We have previously shown that HOXA5induces apoptosis inbreast cancer cells. In this study, we investigated whether RA/RARB and HOXA5actions intersect to induce apoptosis anddifferentiation in breast cancer cells. We found that HOXA5expression can be induced by RA only in RARB-positive breast
cancer cells. We have, for the first time, identified the RAresponse element in HOXA5, which was found to be located inthe 3¶ end of the gene. Chromatin immunoprecipitation assaysshowed that RARB binds directly to this region in vivo.
Overexpression of RARb strongly enhances RA responsiveness,and knocking down RARb expression abolishes RA-mediated
induction of HOXA5expre ssion in breast cancer cells. Inaddition, there is coordinated loss of both HOXA5 and RARb
expression during neoplastic transformation and progressionin the breast epithelial cell model, MCF10A. Knockdown ofHOXA5expre ssion partially abrogates retinoid-induced apoptosis
and promotes cell survival upon RA treatment. Theseresults strongly suggest that HOXA5acts directly downstreamof RARb and may contribute to retinoid-induced anticancerand chemopreventive effects. [Cancer Res 2007;67(17):8007–13]
Introduction
Retinoids, the natural and synthetic derivatives of vitamin A,
exert profound effects on cell growth, differentiation, apoptosis,and morphogenesis (1). They are currently used in the treatment ofepithelial cancer and promyelocytic leukemia and are being
evaluated as preventive and therapeutic agents for a variety ofhuman cancers, including breast cancer (2–4). The effects ofretinoids are mainly mediated by two classes of nuclear receptors,
the retinoic acid (RA) receptors (RAR) and retinoid X receptors(RXR; refs. 1, 5). 9-Cis-RA is a high-affinity natural ligand for both
RARs and RXRs (6), whereas all-trans-RA is a high-affinity naturalligand only for the RARs (7). RARs and RXRs are each encoded bythree distinct genes (a, b, c), which function as ligand-activated
transcription factors (1). RARs interact with RXRs, forming RXRRARheterodimers that bind to RA response elements (RARE) tocontrol the expression of RA-responsive genes in the presence of
retinoids (1). Some of the target genes are RARs themselves, inparticular the RARb gene, for which a RARE (hRARE) wasidentified in the promoter region (8).

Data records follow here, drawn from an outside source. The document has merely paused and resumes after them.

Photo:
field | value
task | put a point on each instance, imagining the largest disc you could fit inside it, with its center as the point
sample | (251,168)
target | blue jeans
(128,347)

Altered nuclear receptor activities are associated with carcinogenesis.
In particular, loss of RARb expression was found in anumber of malignancies, including carcinomas of lung and breast,and squamous cell carcinomas of the head and neck (9–11). A
growing body of literature has shown that the anticancer effect of
RA is primarily mediated by RARh, which is a potent tumorsuppressorprotein (12, 13). For example, inhibition of RARbexpression in RARb-positive cancer cells abolished the RA-inducedapoptotic effect (14). Conversely, reexpression of RARb in RARbnegativeancer cells restored RA-induced growth inhibition,apoptosis, and decreased tumorigenicity (12, 15). In phase I/IIclinical trials of breast cancer testing a combination of all-trans-RA
and tamoxifen, RARh expression was found to be consisten本论文由英语论文网提供整理，提供论文代写，英语论文代写，代写论文，代写英语论文，代写留学生论文，代写英文论文，留学生论文代写相关核心关键词搜索。